Photographie

Jean-Pierre Laffont : la noirceur de l’Amérique

De l’enterrement de Martin Luther King aux camps du Ku Klux Klan en Alabama, le photographe français Jean-Pierre Laffont, installé à New York, a saisi la noirceur et la violence de l’Amérique. La fin du rêve.
Funérailles de Martin Luther King à Atlanta, le 4 avril 1968. © Jean-Pierre Laffont

Arrivé à New York en 1965, à l’âge de 30 ans, le Français né en Algérie découvre un pays en pleine métamorphose. C’est le début de la génération sex, drugs and rock n’roll, le temps des émeutes raciales, des assassinats politiques et des révolutions sociales. Jean-Pierre Laffont sait être au bon endroit, au bon moment. Mais fauché, il doit suivre à la télé les marches de Martin Luther King en Alabama. « Je savais que je ratais quelque chose d’important. »

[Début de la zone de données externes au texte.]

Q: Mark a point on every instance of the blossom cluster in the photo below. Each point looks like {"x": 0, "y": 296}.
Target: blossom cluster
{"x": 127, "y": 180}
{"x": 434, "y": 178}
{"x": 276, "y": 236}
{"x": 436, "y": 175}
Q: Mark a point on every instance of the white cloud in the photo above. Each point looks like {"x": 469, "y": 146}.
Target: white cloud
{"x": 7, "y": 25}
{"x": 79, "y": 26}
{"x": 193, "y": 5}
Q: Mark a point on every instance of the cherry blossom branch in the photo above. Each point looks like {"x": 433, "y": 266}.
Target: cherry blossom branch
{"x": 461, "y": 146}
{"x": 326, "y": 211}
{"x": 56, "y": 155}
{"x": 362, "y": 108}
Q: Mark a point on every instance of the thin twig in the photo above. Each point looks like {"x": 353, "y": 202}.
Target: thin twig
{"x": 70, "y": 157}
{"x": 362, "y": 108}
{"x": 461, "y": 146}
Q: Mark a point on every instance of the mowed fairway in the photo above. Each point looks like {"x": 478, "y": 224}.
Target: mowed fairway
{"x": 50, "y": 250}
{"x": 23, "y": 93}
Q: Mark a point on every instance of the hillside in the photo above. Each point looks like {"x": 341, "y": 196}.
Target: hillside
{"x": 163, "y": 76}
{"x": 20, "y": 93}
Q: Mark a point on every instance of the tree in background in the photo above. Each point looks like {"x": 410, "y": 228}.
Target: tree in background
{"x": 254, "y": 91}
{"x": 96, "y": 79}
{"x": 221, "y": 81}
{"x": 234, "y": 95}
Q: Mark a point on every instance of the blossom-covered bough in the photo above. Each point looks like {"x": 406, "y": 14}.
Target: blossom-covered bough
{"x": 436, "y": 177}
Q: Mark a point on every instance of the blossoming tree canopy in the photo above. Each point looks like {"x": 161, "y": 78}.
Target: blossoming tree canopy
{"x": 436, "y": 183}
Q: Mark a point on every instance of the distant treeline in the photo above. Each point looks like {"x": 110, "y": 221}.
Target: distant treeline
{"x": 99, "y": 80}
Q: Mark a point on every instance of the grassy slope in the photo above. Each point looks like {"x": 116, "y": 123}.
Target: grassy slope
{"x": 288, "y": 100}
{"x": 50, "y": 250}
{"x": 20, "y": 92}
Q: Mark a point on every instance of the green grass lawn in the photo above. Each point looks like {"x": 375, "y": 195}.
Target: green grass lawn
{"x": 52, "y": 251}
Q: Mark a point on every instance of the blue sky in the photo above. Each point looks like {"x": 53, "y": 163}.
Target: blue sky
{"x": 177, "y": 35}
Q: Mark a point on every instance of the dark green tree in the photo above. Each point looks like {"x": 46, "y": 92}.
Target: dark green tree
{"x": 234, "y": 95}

Il se rattrape en avril 1967. Devant le siège des Nations Unies à New York, le leader du mouvement pour les droits civiques prononce un discours contre la guerre au Vietnam, où les soldats afro-américains subissent de lourdes pertes. Jean-Pierre Laffont immortalise la scène : le gratte-ciel de l’ONU, noir et menaçant, se reflète dans les yeux du Dr. King.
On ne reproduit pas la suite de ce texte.